The theory is that by not providing for enough up front cash to account for immediate cash and short term cash needs and anticipated future expenses in the solution, people resort to factoring. That's great business for the factoring company or factoring broker providing the liquidity, but a potential financial disaster for the structured settlement annuitant. A structured settlement that is factored within a month or two of its creation could result in a loss to the recently former plaintiff of a significant part of the cost that went into the portion of the structured settlement payments they are selling.

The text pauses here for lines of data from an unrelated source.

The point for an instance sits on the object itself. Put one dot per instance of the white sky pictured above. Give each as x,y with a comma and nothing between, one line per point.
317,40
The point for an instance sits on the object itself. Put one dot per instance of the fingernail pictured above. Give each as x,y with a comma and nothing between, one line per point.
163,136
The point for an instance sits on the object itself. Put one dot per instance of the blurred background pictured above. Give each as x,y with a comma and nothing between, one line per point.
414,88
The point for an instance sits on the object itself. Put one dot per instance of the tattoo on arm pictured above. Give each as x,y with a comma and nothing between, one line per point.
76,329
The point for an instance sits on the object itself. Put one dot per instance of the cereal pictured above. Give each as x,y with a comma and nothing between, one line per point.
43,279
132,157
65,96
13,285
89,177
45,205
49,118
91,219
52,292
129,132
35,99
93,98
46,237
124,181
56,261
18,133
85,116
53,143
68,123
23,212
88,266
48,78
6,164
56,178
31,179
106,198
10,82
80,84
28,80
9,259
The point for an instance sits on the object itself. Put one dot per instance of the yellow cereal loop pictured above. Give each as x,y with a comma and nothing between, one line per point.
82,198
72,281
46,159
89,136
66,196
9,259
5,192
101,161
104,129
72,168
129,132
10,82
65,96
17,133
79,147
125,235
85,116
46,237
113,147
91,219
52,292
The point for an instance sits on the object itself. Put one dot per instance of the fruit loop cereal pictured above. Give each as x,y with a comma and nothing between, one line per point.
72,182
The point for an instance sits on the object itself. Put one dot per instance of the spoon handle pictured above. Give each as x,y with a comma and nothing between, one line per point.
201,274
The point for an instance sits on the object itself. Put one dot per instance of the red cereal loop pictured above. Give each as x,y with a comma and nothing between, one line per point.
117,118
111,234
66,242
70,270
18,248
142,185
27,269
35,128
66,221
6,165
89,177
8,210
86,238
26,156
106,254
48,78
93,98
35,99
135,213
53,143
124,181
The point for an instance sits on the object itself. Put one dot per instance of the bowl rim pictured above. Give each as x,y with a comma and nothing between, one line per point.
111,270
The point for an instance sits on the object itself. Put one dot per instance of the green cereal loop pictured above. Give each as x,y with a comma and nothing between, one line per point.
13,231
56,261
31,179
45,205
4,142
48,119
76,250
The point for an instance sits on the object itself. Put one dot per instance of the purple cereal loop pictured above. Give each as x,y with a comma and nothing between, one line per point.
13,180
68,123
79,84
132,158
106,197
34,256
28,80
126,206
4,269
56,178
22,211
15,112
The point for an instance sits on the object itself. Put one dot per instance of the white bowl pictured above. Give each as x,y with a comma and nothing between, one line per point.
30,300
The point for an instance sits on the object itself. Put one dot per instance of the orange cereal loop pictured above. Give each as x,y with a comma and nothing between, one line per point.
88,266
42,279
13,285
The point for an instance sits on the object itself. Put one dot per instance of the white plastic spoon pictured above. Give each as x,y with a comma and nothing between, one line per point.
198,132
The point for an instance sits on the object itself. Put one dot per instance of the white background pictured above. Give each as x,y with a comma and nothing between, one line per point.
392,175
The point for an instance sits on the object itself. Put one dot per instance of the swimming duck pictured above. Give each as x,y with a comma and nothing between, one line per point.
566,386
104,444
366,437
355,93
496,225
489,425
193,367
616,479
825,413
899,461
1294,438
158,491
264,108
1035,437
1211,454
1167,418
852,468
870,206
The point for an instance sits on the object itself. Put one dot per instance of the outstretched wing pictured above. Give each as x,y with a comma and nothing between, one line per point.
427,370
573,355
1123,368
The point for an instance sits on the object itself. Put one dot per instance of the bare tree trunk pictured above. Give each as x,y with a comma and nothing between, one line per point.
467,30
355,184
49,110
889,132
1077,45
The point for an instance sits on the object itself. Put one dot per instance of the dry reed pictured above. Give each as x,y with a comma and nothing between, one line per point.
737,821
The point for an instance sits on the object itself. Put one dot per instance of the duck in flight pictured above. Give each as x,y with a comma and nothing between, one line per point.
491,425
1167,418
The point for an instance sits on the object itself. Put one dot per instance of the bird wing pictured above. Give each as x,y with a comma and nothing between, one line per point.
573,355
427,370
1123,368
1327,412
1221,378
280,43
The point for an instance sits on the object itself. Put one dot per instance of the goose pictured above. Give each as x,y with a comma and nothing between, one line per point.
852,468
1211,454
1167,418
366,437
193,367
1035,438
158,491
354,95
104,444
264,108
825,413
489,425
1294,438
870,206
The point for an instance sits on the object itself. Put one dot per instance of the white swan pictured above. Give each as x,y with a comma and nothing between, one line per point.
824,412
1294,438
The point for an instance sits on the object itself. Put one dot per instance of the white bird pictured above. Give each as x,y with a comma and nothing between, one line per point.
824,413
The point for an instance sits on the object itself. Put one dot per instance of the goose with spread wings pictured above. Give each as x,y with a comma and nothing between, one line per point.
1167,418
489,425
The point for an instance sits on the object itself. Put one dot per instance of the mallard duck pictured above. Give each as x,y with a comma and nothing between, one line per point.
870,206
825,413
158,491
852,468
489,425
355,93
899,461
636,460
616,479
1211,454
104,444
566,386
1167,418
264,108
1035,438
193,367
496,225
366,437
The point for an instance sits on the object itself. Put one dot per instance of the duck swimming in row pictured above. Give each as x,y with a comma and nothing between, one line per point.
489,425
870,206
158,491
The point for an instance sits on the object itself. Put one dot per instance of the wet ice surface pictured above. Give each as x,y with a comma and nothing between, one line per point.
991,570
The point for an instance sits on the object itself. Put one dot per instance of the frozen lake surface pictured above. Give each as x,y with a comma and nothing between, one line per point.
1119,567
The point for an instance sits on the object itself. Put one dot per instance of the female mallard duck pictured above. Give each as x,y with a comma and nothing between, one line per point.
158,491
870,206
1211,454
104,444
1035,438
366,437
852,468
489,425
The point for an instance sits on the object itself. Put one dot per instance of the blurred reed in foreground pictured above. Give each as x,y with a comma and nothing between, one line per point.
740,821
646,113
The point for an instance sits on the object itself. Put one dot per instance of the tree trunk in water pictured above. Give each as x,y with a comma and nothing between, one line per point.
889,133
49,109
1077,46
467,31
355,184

Basic fact finding should be able to uncover the plaintiff's needs and wants. Once again it is of critical importance is to get an understanding of of the plaintiff's immediate cash and short term cash needs. A good illustrative case is one we've previously reported on, which involved a Connecticut resident who executed a Settlement Agreement and Release on August 21, 2008. The terms of the release included a large structured settlement. On October 21, 2008, 60 days later, a transfer petition was filed in the Connecticut Superior Court in Milford to initiate the sale of 16% of the plaintiff's recently created monthly structured settlement payments to raise $150,000 in cash. According to the structured settlement transfer petition obtained by this author, the annuitant stated that the need for cash was related to needed modifications to the plaintiff's home. Because logic holds that discussions of the transfer must have ensued in advance of the October 21, 2008 transfer submission to Milford Superior Court it means that the shortfall in cash needs was uncovered within 4-6 weeks following the execution of the release. Wouldn't it have been cheaper to simply have $150,000 more up front cash?
In the Connecticut case the product itself WAS suitable however, the dosage proved not to be correct, in very short order. Was the amount structured suitable for the plaintiff in the case? Is there anything that the plaintiff's structured settlement consultant or plaintiff attorney could have done differently when the case was settled to have prevented the loss of the plaintiff's capital? Was there another solution? On a broader scale, where do you draw the line on over structuring? How do you define over structuring?